[Date Prev][Date Next][Thread Prev][Thread Next][Date Index][Thread Index]
Re: Please advise work around or bug fix
From: |
Bernhard Voelker |
Subject: |
Re: Please advise work around or bug fix |
Date: |
Wed, 24 Mar 2021 22:13:08 +0100 |
User-agent: |
Mozilla/5.0 (X11; Linux x86_64; rv:78.0) Gecko/20100101 Thunderbird/78.8.1 |
Hi Kam,
On 3/24/21 6:17 PM, Yuen, Kam-Kuen CIV USARMY DEVCOM SC (USA) via Bug reports
for the GNU find utilities wrote:
> I am running the following command and the "ls" command gives error message
> that the file cannot be found. The problem is that the filename has spaces
> as part of the filename.
> The purpose is to find all files that exceeding file size of 1k. Filename
> might include spaces, special character like '
>
> find . -size +1k -print | xargs ls -sd
There is no bug in any of the tools involved in this command line, find(1),
xargs(1) and ls(1).
It is merely a wrong assumption about how they work (together).

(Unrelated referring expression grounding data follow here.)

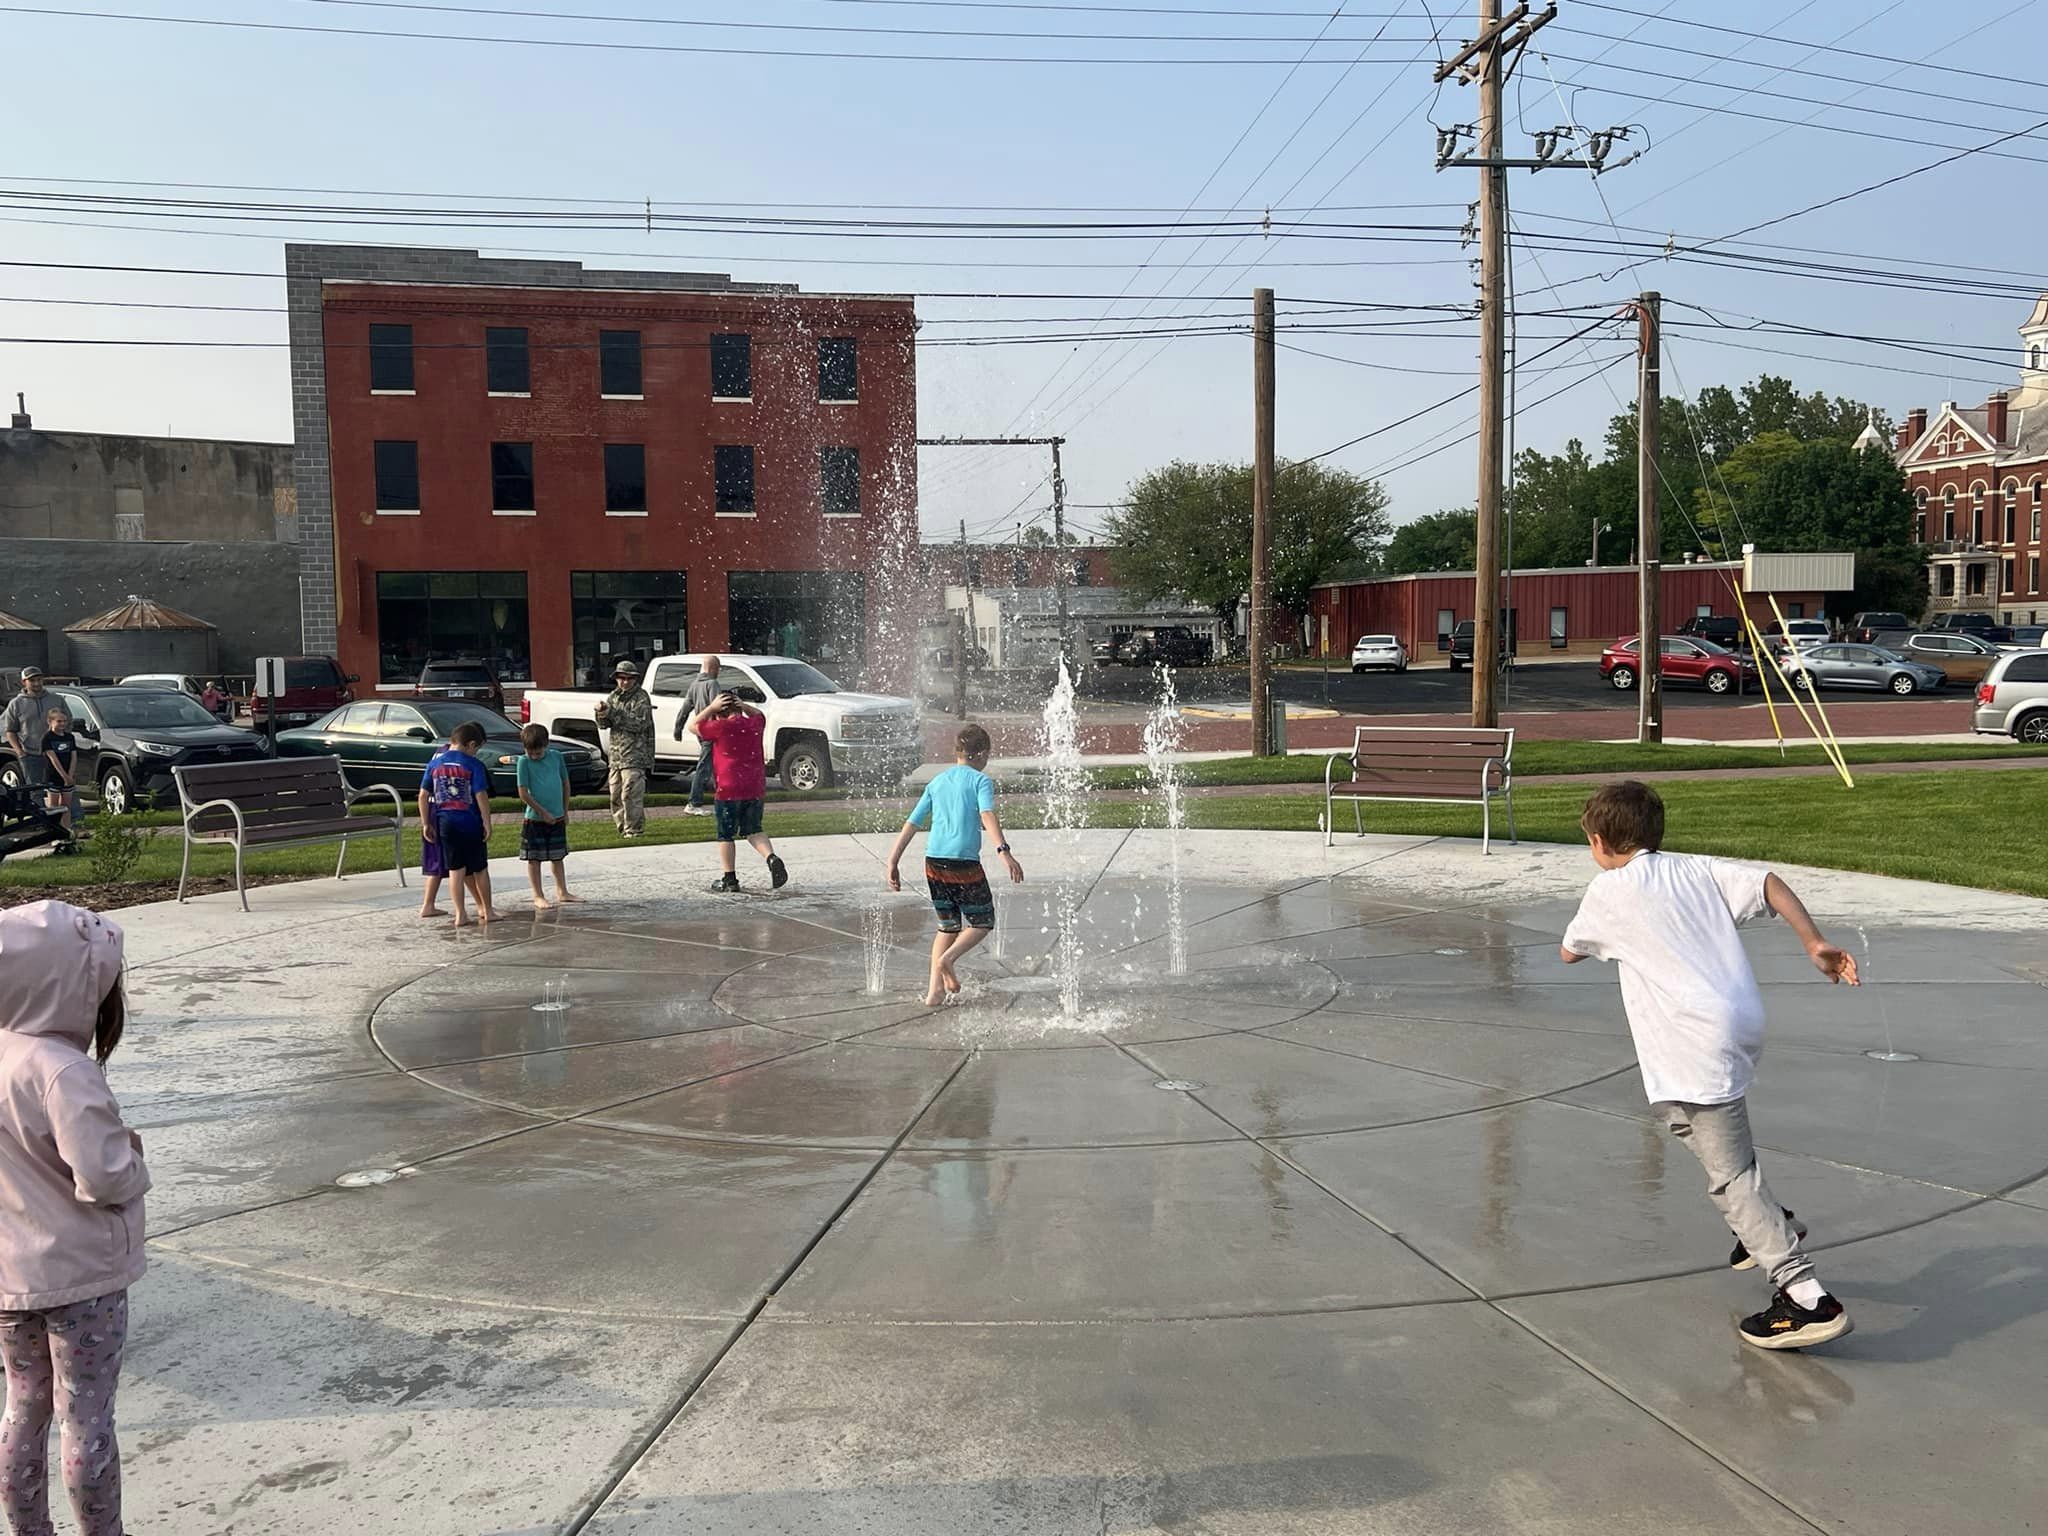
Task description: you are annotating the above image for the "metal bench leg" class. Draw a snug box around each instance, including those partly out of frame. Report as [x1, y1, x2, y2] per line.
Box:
[178, 834, 191, 904]
[234, 838, 248, 913]
[1506, 789, 1518, 845]
[335, 835, 349, 880]
[393, 822, 407, 888]
[1352, 797, 1363, 838]
[1324, 788, 1333, 848]
[1482, 795, 1491, 856]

Assumimg the above search will match the 2 files:
$ touch 'This is a Test'
$ touch ' This is another Test'
$ ls -log
total 0
-rw-r--r-- 1 0 Mar 24 21:36 ' This is another Test'
-rw-r--r-- 1 0 Mar 24 21:35 'This is a Test'
find(1) will print the file names matching the criteria, separated by a newline
character.
E.g.:
This is a Test <newline>
This is another Test <newline>
Shown as hex output:
$ find . -type f | od -tx1z
0000000 2e 2f 20 54 68 69 73 20 69 73 20 20 20 61 6e 6f >./ This is ano<
0000020 74 68 65 72 20 54 65 73 74 0a 2e 2f 54 68 69 73 >ther Test../This<
0000040 20 69 73 20 61 20 54 65 73 74 0a > is a Test.<
0000053
xargs(1) reads the entries from standard input, and assumes that the entries
are per default
separated by a <blank> character or a <newline>. See POSIX:
[...] arguments in the standard input are separated by unquoted <blank>
characters,
unescaped <blank> characters, or <newline> characters.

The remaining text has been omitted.